Richard Slaton Davis
Born: November 24, 1940
Died: September 14, 1982
Dick Davis was born in Atlanta, Georgia and entered Yale from Marist College Preparatory School in Atlanta. Dick was a Philosophy Honors major, on the Dean's List and a Ranking Scholar. He was a member of Pierson College. He was captain of Pierson football, president of the German Club, in the Photographic Society and a member of the Outing and Fishing Clubs.
After his graduation Dick studied at Emory University in Atlanta where he was a Woodrow Wilson Fellow, engaged in teaching at Marist Prep and elsewhere, spent a year in film producing and then obtained his Ph.D. from Washington University. He taught at the University of Tennessee, University of Pittsburgh, and Indiana University. In 1973 he moved to Bar Harbor, Maine and joined the faculty of the College of the Atlantic. Together with his wife Norah Deakin Davis, he built one of Maine's first active solar homes.
At the College of the Atlantic Dick taught courses in ethics, metaphysics and epistemology. At the time of his death he was Acting Vice President for Academic Affairs at the College.
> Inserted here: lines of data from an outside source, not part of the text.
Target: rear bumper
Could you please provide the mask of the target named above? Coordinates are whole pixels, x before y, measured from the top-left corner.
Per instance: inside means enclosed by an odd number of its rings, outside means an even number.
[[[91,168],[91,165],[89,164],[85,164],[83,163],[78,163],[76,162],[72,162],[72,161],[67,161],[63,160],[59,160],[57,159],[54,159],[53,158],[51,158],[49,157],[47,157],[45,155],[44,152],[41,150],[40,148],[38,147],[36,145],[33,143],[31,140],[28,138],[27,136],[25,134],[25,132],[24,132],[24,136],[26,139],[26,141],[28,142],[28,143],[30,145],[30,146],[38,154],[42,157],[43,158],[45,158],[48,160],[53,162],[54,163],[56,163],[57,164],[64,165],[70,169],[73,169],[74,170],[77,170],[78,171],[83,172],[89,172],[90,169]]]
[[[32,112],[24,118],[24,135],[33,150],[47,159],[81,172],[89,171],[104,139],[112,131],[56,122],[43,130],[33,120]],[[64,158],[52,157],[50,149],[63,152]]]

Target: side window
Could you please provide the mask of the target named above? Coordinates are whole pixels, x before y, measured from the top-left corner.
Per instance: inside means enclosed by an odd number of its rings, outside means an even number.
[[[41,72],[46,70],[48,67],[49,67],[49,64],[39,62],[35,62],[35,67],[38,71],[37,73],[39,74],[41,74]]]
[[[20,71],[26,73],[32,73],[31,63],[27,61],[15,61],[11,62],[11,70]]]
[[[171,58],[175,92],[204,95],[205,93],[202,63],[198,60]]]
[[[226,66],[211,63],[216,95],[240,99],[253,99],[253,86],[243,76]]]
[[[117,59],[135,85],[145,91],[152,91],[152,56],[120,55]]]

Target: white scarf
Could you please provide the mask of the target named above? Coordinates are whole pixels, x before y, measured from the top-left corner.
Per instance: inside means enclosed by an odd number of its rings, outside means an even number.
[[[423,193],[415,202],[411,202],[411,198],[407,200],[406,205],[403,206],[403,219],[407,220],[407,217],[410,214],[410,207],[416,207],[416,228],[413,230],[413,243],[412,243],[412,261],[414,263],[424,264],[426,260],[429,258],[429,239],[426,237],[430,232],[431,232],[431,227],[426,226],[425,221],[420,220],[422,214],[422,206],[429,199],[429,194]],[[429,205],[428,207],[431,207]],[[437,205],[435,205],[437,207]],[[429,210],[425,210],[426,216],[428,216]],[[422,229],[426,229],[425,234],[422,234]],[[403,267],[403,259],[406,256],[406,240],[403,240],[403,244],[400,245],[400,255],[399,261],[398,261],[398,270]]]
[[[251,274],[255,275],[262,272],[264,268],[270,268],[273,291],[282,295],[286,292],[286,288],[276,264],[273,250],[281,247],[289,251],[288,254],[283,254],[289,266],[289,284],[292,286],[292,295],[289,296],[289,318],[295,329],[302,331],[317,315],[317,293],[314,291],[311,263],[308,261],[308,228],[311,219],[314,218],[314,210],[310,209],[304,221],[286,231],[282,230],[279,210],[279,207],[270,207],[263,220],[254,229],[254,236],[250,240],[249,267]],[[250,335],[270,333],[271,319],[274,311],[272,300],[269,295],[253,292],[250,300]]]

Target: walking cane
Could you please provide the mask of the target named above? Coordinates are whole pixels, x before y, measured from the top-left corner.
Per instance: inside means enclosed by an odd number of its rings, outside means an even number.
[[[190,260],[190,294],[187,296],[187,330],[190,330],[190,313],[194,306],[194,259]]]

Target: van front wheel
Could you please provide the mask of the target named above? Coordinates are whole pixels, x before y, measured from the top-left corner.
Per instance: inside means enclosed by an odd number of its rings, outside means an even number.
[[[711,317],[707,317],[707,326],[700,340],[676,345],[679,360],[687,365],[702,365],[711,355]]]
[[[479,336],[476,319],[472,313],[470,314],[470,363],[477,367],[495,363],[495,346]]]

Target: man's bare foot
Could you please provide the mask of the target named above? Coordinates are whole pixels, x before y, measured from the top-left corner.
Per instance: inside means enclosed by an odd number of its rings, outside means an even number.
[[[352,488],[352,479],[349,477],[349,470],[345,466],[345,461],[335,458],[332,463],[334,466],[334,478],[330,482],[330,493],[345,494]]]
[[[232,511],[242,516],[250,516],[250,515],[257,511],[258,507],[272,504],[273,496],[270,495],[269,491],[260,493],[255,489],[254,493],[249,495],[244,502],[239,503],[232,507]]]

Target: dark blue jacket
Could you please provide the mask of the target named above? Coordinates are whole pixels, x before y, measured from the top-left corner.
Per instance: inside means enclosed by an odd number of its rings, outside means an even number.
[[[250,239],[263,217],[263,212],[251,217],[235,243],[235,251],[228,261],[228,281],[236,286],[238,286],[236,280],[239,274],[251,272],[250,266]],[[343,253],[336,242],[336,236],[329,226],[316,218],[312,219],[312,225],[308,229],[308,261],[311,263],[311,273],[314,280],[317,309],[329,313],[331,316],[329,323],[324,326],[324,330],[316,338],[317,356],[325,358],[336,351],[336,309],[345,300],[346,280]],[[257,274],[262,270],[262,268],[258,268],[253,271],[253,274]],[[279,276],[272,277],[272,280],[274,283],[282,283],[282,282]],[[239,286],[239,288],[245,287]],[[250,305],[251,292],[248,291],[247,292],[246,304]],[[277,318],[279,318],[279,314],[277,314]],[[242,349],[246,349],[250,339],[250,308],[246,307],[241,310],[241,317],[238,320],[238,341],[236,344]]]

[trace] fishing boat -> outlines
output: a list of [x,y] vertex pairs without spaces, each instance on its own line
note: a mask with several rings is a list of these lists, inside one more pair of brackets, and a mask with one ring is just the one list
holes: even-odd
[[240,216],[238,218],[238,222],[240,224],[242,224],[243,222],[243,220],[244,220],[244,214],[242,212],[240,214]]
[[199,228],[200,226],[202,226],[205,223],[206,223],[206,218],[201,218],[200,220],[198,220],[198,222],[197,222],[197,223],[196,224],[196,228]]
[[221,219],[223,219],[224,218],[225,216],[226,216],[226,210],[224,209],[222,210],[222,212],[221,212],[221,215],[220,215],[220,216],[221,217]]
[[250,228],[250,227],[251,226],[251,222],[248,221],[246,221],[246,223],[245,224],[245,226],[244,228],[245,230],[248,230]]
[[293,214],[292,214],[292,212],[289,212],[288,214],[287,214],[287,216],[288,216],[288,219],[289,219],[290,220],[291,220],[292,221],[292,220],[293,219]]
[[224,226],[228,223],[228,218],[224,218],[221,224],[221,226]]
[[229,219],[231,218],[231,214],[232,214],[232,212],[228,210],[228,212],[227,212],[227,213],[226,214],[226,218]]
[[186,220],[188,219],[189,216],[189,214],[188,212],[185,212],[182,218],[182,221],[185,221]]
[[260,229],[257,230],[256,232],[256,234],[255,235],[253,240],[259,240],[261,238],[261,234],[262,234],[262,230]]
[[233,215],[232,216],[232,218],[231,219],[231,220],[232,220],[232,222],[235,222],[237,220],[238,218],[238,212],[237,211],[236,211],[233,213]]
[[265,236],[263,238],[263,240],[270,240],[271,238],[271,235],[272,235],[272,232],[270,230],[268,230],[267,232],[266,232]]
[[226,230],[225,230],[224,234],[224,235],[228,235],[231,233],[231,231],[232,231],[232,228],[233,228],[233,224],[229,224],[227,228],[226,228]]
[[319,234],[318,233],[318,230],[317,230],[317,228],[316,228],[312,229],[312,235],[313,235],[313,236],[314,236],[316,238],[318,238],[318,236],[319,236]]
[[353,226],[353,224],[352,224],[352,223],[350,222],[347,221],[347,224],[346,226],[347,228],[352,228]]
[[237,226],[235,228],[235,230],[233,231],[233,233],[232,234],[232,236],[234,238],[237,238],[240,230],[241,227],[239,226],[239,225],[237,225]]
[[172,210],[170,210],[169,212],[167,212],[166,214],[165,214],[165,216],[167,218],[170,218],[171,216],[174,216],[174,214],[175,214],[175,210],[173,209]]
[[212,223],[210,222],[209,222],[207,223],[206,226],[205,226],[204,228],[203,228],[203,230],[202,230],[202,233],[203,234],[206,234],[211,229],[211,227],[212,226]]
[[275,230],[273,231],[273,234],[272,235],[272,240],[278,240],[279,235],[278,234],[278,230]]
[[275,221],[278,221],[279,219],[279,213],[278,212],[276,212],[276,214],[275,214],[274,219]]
Dick's primary professional interest was to develop an ecological value theory and to formulate the conceptional foundations for the scientific studies of value. He shared a deep concern for many environmental and ethical issues including nuclear energy and the threat of nuclear war. He was active in the National Peace Movement and sponsored many peace activities at the College and at Mt. Desert Island, Maine. He was a founder and Director of the Coastal Resource Center in Bar Harbor, Maine, consultant to Maine Public Television and served for several years as Chairman of the Maine Council for the Humanities and Public Policy. He was survived by his wife Norah. They had no children. Dick died suddenly on September 14, 1982, at the age of 41 having only recently retuned from a week long trip along the Allagash with a group of students.
Following his death, Dick Davis was remembered by classmate Dan Kane, himself since deceased, as Alfred North Whitehead's chief spokesman and apologist while an undergraduate. After he located in Maine, Dan reported, Dick organized a series of weekend canoe trips which he titled "Unorthodox Seminars on Whitehead and White Water." In Dan's words, "Dick exemplified those qualities that Whitehead identified as the fundamental underlying concepts of civilization: Truth, beauty, adventure, art and peace." Donations were made in Dick's memory to the College of the Atlantic, Bar Harbor, Maine.